Practice: 11/22/15 – HLBM 37 (Analysis 2)
So, continuing from my previous post from this AM, I figured it out. The 2nd 12-bar blues exercise (ex. 37, A Little Heavy) in the Hal Leonard book doesn’t use the major scale. It uses the minor scale.
Here are the notes from the major scale, starting on F#:
|Frets to move||0||2||2||1||2||2||2||1|
And here’s the minor scale, again starting on F#:
|Frets to move||0||2||1||2||2||1||2||2|
The difference is that the minor scale flats the 3rd, 6th and 7th notes. So, A#, D# & E# become A, D & E, respectively.

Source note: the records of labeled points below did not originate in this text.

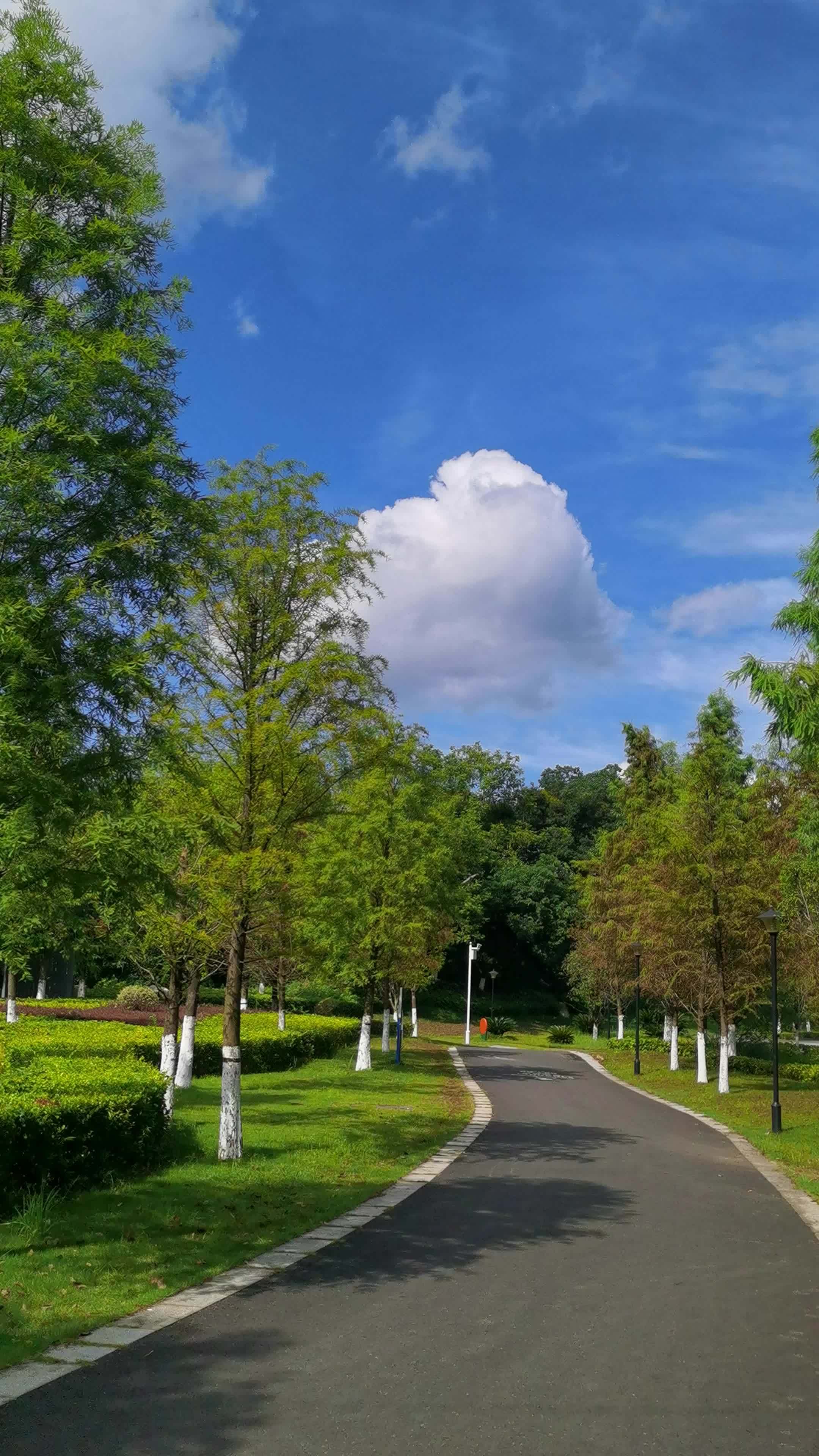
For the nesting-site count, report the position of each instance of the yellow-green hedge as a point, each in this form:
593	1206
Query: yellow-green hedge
75	1122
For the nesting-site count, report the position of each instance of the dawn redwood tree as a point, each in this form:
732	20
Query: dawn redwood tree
279	689
98	506
382	879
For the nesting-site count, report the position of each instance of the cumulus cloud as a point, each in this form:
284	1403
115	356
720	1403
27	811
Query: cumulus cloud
439	146
158	62
738	605
490	593
247	327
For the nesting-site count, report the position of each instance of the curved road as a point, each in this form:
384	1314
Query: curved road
598	1273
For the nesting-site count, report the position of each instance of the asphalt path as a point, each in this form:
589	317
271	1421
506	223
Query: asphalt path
598	1273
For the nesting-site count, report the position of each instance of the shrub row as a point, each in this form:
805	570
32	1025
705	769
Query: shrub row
264	1047
75	1122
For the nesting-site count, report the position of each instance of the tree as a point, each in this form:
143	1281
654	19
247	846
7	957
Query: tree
97	497
278	695
382	880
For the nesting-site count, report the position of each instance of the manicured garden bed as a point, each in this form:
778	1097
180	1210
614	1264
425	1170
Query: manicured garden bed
318	1141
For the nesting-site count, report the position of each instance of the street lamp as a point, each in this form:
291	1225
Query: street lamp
471	956
770	922
637	950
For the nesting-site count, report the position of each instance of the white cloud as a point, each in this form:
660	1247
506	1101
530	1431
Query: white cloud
158	63
691	452
777	362
777	526
439	146
245	322
738	605
490	593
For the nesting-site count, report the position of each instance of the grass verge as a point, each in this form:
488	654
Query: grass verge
318	1141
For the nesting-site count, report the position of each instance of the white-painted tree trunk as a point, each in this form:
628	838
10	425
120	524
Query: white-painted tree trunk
363	1059
231	1114
168	1056
674	1050
723	1078
701	1068
186	1059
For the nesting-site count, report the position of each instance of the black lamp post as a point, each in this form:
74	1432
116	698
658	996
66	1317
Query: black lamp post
772	922
637	950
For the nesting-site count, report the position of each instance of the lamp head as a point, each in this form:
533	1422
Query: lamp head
770	921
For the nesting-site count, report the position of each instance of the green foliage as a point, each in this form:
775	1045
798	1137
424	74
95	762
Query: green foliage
500	1026
138	998
75	1122
560	1036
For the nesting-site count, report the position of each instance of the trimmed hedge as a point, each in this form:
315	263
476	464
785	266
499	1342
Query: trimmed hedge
264	1047
74	1122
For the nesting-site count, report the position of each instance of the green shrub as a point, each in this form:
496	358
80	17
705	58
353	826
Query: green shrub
72	1122
560	1036
107	989
499	1026
139	998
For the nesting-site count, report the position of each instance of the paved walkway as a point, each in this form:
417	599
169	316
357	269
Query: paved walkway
596	1274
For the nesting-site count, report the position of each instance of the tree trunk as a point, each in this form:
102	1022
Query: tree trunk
280	988
385	1021
186	1061
12	996
723	1076
363	1059
169	1033
674	1052
231	1114
701	1066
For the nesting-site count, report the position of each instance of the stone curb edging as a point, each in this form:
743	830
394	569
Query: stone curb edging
60	1360
800	1202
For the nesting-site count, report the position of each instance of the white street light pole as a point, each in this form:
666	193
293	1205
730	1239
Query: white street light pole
471	956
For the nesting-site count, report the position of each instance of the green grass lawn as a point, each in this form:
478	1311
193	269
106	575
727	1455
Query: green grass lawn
318	1141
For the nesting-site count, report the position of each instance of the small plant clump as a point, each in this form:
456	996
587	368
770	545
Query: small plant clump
499	1026
138	998
562	1036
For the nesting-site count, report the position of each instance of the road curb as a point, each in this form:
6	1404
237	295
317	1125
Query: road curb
802	1203
62	1360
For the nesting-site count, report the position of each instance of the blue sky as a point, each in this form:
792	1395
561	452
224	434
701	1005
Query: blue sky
581	238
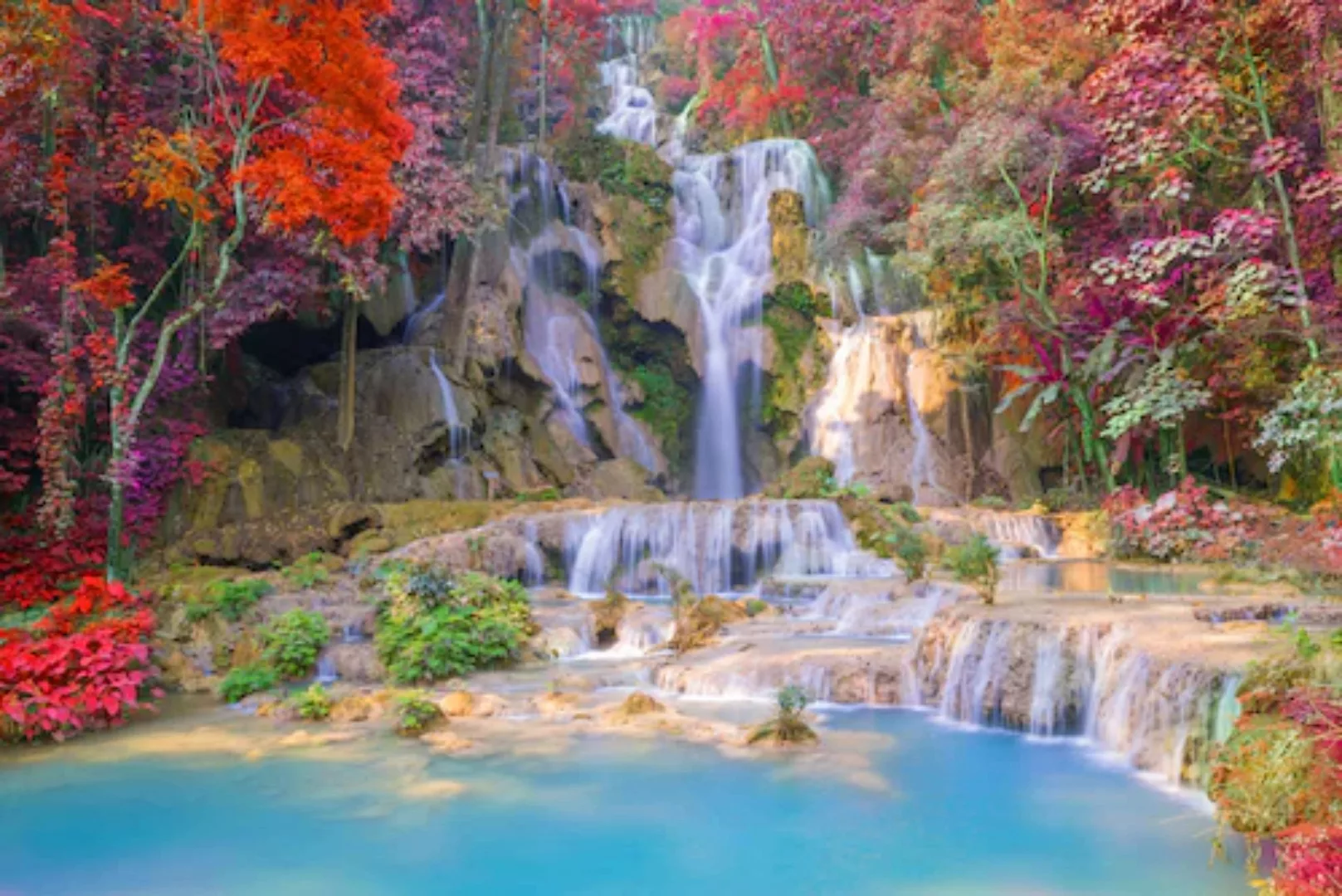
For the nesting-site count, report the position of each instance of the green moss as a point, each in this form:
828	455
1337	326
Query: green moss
622	168
656	357
637	184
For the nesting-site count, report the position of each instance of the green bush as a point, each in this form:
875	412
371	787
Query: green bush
910	552
293	640
246	680
231	600
976	562
313	704
417	713
787	726
434	626
308	572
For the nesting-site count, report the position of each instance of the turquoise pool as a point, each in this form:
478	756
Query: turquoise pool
965	813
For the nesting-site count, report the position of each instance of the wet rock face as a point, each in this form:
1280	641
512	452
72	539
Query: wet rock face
791	236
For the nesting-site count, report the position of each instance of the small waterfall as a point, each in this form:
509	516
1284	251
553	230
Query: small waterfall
717	546
534	572
326	672
417	318
861	378
922	474
959	670
1227	710
559	333
1022	530
632	112
1047	710
722	248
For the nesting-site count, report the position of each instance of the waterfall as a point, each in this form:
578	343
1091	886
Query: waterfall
921	470
722	247
417	318
632	112
534	572
1022	530
1227	710
861	385
1047	710
450	412
557	332
718	548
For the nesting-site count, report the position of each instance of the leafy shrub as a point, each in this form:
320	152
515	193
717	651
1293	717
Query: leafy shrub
246	680
787	726
231	600
910	552
417	713
432	626
976	562
85	665
308	572
313	704
293	640
700	620
607	616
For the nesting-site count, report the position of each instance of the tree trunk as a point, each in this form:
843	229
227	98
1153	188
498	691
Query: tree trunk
482	82
498	84
348	391
1330	124
1330	105
545	73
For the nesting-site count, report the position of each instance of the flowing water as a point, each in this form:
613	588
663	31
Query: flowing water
559	333
722	248
964	815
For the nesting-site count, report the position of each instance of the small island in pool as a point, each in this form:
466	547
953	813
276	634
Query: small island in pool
628	447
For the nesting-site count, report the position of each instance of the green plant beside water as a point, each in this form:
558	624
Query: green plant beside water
293	641
787	726
313	704
976	562
432	626
230	600
417	713
247	680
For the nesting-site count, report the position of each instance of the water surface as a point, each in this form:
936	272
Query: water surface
967	813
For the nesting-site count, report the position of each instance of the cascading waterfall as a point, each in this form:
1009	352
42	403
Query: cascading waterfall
1046	707
632	112
722	247
718	548
450	412
921	471
556	330
861	378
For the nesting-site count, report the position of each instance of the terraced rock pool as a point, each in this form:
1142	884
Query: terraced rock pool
942	811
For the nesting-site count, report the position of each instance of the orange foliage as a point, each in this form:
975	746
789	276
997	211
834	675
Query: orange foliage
110	287
309	100
173	171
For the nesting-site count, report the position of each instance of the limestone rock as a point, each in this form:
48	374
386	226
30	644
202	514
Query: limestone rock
791	237
622	479
458	703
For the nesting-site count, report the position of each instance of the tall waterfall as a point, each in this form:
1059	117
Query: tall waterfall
717	548
559	333
632	112
861	384
724	250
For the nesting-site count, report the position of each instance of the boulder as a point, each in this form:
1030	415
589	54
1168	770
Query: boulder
620	479
458	703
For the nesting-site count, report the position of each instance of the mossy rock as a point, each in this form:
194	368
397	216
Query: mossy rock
807	480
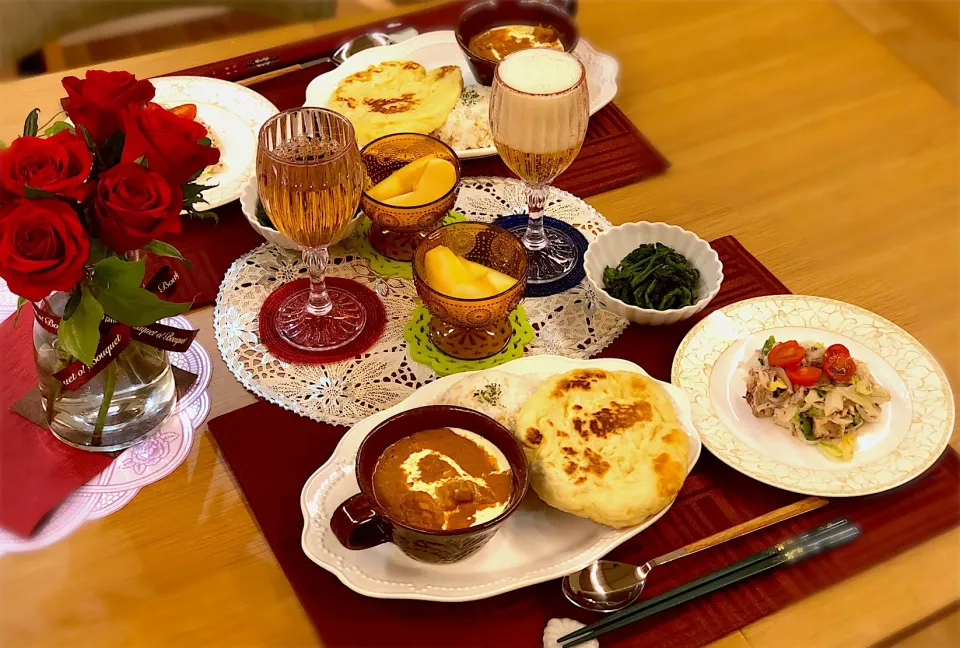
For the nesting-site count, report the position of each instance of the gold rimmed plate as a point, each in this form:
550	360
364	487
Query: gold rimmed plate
913	431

This might be a little hard to read. Its the notes from the exercise on the E and A strings. I’ve mapped out what the notes are by scale degree based on the major scale. The only notes are the 1, b3, 4 and 5 – so F#, A, B and C#, respectively. Those are all notes in an F# minor scale.
That E# = F thing that I was mulling over is resolved when we look at this from F# minor instead of F# major. The 7th note in the scale is no longer an E#. Its an E (because we’re flatting the 7). This note doesn’t actually get played in the exercise, but it absolutely helped me to understand what scale or key the exercise was written in. And, because of this, I now have a moveable pattern that I can use to easily transpose the exercise into any key I want. It looks like this:
Its amazing to me how much can be done with so few notes. MalcolmAmos from the Talkbass forums always gives advice to beginning bassists who are looking for tips on constructing basslines. He says to start with the root (the 1) and when we’re ready, add in the 5th and after that, the octave. If we need more, then go for the 3rd or 7th. This is basically the same thing, but with an added 4th instead of 3rd or 7th.